Din mengatakan, Islam Nusantara merupakan pandangan ulama warga Nahdliyin. Jika tidak setuju tidak perlu melakukan penolakan karena bisa memicu adanya perpecahan antarumat Islam.
“Itulah pandangan NU. Itulah pendapat NU, tidak usahlah yang lain kemudian menolak. Kalau tidak setuju ya sudah silakan, tapi gak usah pakek tolak menolak. Sebab kalau tolak menolak seperti ini nanti semua yang lain akan ada penolakan di sana, penolakan di sini,” jelas Mantan Ketua Umum MUI ini.
Namun, Din meyakini tidak semua ulama Sumbar yang melakukan penolakan terhadap Islam Nusantara. Karena budaya tolak menolak itu bukan lah watak wasathiyah, bukan watak jalan tengah yang sebenarnya diajarkan Islam.

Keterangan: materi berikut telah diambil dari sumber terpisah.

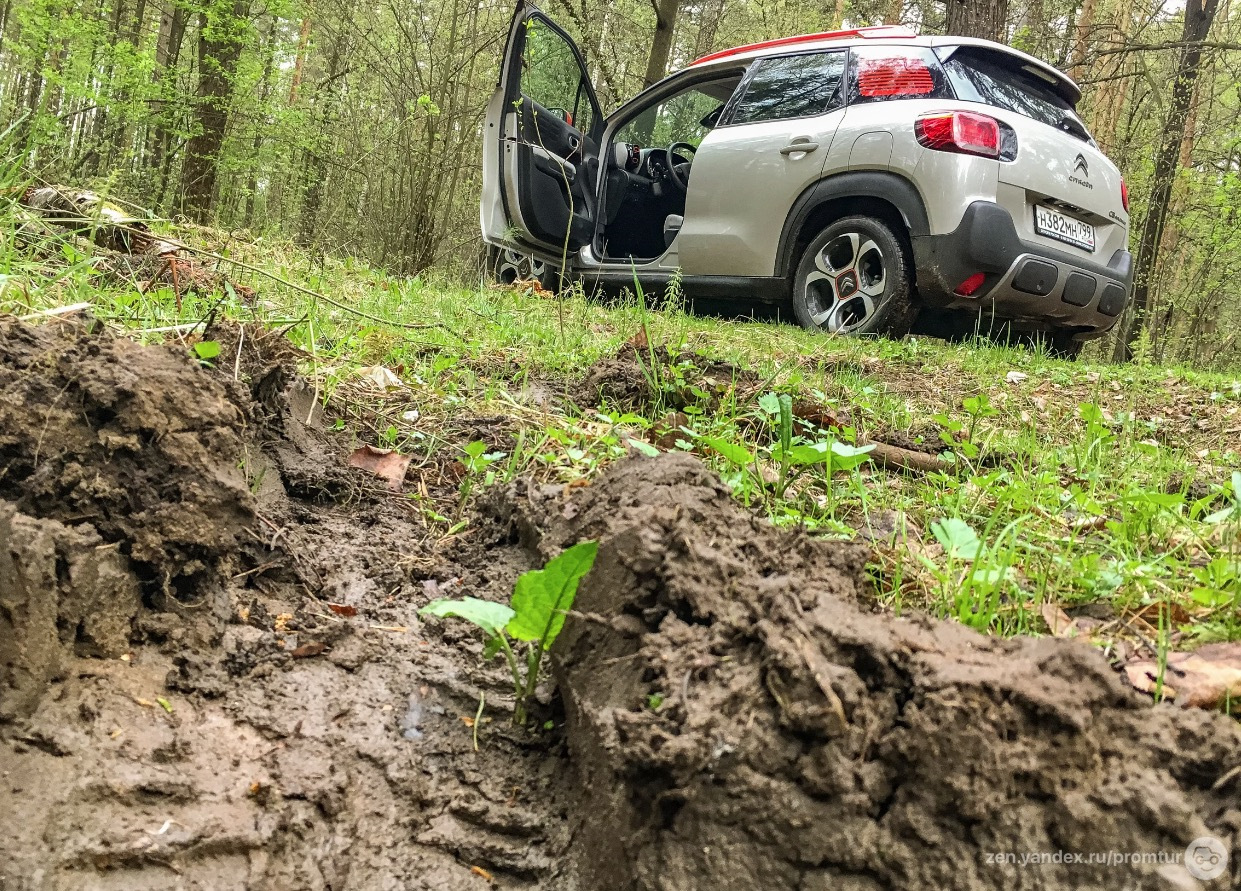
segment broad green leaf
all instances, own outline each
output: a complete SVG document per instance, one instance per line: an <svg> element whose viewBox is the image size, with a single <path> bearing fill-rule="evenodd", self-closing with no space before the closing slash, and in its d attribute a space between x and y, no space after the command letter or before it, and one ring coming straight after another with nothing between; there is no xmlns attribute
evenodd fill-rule
<svg viewBox="0 0 1241 891"><path fill-rule="evenodd" d="M504 638L499 634L489 637L486 643L483 644L483 661L490 661L495 659L495 654L504 649Z"/></svg>
<svg viewBox="0 0 1241 891"><path fill-rule="evenodd" d="M932 522L931 532L943 545L943 550L949 557L973 560L983 546L983 542L978 540L978 534L970 529L969 524L954 516Z"/></svg>
<svg viewBox="0 0 1241 891"><path fill-rule="evenodd" d="M629 445L632 445L635 452L642 452L642 454L647 455L648 458L654 458L656 454L659 454L658 448L655 448L648 442L643 442L642 439L634 439L633 437L628 437L625 442L629 443Z"/></svg>
<svg viewBox="0 0 1241 891"><path fill-rule="evenodd" d="M194 345L194 354L199 359L215 359L220 355L220 344L215 340L202 340Z"/></svg>
<svg viewBox="0 0 1241 891"><path fill-rule="evenodd" d="M565 612L573 606L577 583L594 566L599 542L582 541L566 548L547 566L526 572L513 589L515 611L506 630L517 640L541 640L551 647L565 625Z"/></svg>
<svg viewBox="0 0 1241 891"><path fill-rule="evenodd" d="M1131 504L1150 504L1157 508L1175 508L1185 503L1185 496L1164 491L1131 491L1121 500Z"/></svg>
<svg viewBox="0 0 1241 891"><path fill-rule="evenodd" d="M477 597L463 597L459 601L432 601L418 616L438 616L442 619L455 617L473 622L486 632L488 637L495 637L509 622L513 620L514 612L503 603L480 601Z"/></svg>
<svg viewBox="0 0 1241 891"><path fill-rule="evenodd" d="M719 452L727 460L738 467L746 467L747 464L753 464L755 462L755 457L745 445L738 445L737 443L728 442L727 439L720 439L719 437L702 437L702 442L706 443L707 448Z"/></svg>
<svg viewBox="0 0 1241 891"><path fill-rule="evenodd" d="M831 453L829 450L828 443L810 443L809 445L793 445L787 452L783 448L776 448L772 450L772 458L781 462L788 462L789 464L822 464L829 460Z"/></svg>
<svg viewBox="0 0 1241 891"><path fill-rule="evenodd" d="M831 469L853 470L859 464L870 460L874 445L849 445L848 443L831 443Z"/></svg>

“Watak wasathiyah yang diajarkan oleh Islam itu ya kalau dengan agama lain bagimu agamamu bagiku agamaku. Dan kalau sesama Muslim, ‘bagimu pendapatmu bagiku pendapatku’, tapi kita tepat bersaudara. Jadi mohon, dan saya kira itu tidak bisa diklaim itu seluruh kalangan ulama di Sumatera Barat,” kata Din.
Ketua MUI Sumbar, Buya Gusrizal Gazahar sebelumnya langsung memberikan pernyataan ke publik lewat akun facebook pribadinya. Gusrizal memastikan MUI Sumbar tetap pada sikapnya dalam menolak konsep Islam nusantara “Membiarkan umat bingung dengan pernyataan orang-orang yang mengusung Islam Nusantara sesuai seleranya seperti menuding Islam Arab sebagai Islam radikal, Islam penjajah dan lainnya, berarti mengabaikan tugas keulamaan dalam menjaga kesatuan umat,” ungkap Gusrizal di pembuka tulisannya.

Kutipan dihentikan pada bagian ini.